With increasing ESG performance and reporting requirements being asked of mining companies by investors and clients alike, companies are struggling to meet the multiple reporting templates and operational guidelines currently applicable across the industry.


Yet some of the ESG performance requirements being set under contemporary standards, have been applicable under legal frameworks in many jurisdictions for years. Additionally, legislative changes in mining and environmental laws in the last five years, have introduced a higher degree of ESG related standards in many jurisdictions. Thus, in increasing instances, companies may well be able to demonstrate aspects of ESG performance through legal compliance – providing the relevant aspects of the law are properly understood, implemented and subsequently reported under ESG performance.

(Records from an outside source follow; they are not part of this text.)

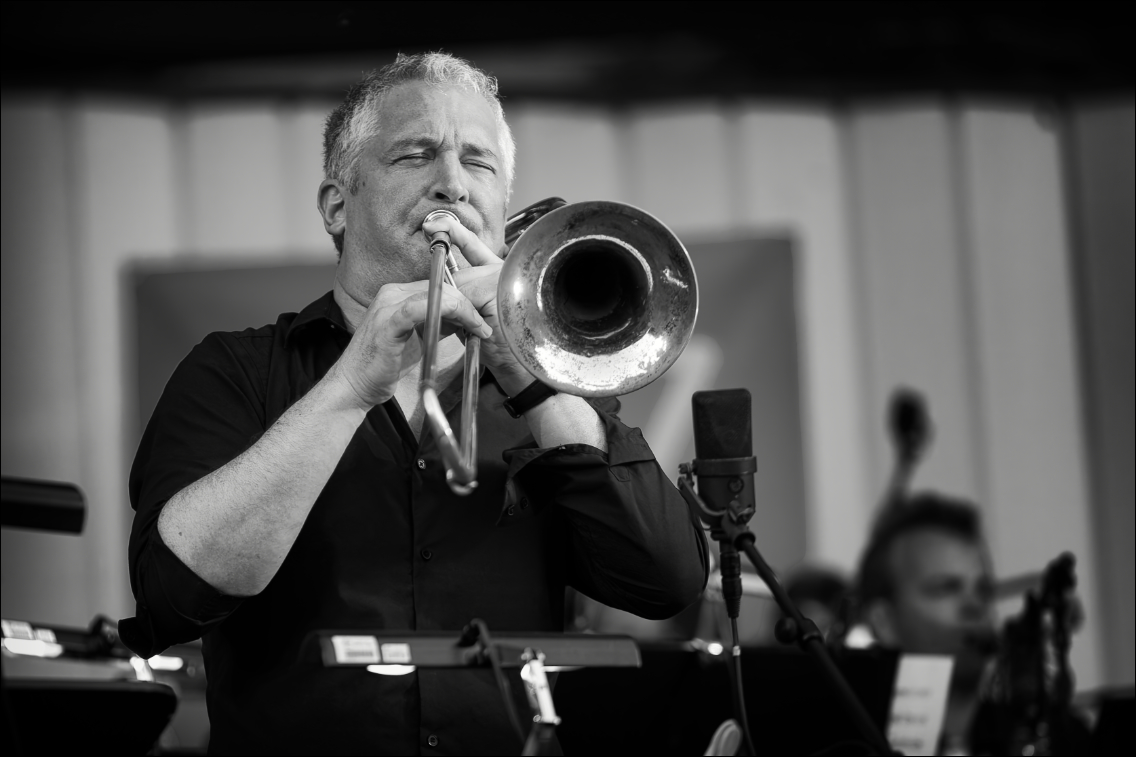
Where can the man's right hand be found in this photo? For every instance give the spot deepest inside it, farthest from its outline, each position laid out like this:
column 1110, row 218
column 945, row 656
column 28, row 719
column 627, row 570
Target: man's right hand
column 385, row 344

Understanding how ESG standards translate into mining and environmental laws and, for that matter, how provisions of mining and environmental translate to ESG standards, will prove advantageous to companies and governments. For mining companies this information can feed into their ESG performance compliance and reporting. For governments, it can highlight the role that national legislation can play in levelling the playing field for responsible and sustainable mining practices.


This presentation will highlight some of the ESG standards found within mining and environmental laws and demonstrate, via three country case studies, how laws can be effectively used for the realisation of sustainable mining objectives.


Biography

Emma is the COO and Director of Research at MineHutte – an independent research organisation which provides legal risk analysis, ratings and associated consultancy services to the global mining industry. Having joined MineHutte in 2015, Emma has spent the last six years analysing and reviewing mining and environmental codes across the world in order to provide practical guidance and insight on legal risk and risk mitigation. Emma also plays a key role in MineHutte’s consultancy work, where she uses her understanding of the different approaches to mineral laws and governance to assist mining companies, governments and other industry stakeholders in navigating, understanding and improving mineral law frameworks. Emma has a background in law. She completed her master’s in Public International Law, with a focus on international trade and investment, in 2012. Prior to joining MineHutte she worked at policy institute, Chatham House and legal publishers, Chambers & Partners.